Consider a MyForm
class that contains a shadowed implementation of Show()
. It also contains a CreateForm()
method, which accepts an instance of the form and calls the shadowed sub:
Public Class MyForm
Inherits Form
Public Shadows Sub Show()
MessageBox.Show("Shadowed implementation called!")
End Sub
End Class
...
Public Sub CreateForm(ByVal childForm As MyForm)
childForm.MdiParent = Me
childForm.Show()
childForm.Focus()
End Sub
When called with CreateForm(New MyForm())
, the shadowed implementation of Show()
is correctly called. Now consider the following generic implementation:
Public Sub CreateForm(Of T As Form)(ByVal childForm As T)
childForm.MdiParent = Me
childForm.Show()
childForm.Focus()
End Sub
Called with CreateForm(Of MyForm)(New MyForm())
, this strongly-typed generic method never invokes the shadowed method.
Is this a bug, or am I missing something?

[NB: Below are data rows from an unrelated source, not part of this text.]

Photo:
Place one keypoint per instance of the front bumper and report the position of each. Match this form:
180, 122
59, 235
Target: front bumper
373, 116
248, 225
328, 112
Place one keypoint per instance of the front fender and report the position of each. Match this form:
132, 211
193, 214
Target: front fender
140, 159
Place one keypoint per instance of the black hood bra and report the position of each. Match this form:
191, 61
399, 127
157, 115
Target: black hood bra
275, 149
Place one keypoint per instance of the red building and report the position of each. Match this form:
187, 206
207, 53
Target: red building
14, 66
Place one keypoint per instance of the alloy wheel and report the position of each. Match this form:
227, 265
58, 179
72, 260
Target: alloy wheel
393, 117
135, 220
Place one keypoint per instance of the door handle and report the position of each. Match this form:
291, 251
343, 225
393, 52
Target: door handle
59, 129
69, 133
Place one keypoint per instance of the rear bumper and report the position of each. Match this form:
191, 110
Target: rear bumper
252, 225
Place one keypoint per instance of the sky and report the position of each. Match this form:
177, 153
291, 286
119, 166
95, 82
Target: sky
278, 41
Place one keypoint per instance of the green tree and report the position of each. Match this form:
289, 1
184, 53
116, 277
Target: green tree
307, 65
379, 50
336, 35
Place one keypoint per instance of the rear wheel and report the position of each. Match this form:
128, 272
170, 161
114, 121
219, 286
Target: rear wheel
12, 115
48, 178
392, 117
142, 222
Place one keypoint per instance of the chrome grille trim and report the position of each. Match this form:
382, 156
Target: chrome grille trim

This behavior is "By Design". The trick to remember here is that the generic method is compiled and verified by itself (not in the context of the caller as is done in C++). Hence the generic method only knows that T
is related to Form
. It has no knowledge of MyForm
and hence correctly binds to methods on Form
.
This is correct because Shadows
methods only come into play with the type of the reference at compile time makes the Shadow
method visible. This is not the case here as the reference type at compile type is Form
(not MyForm)
. This is in contrast to Overridable
where the behavior changes based on the runtime type.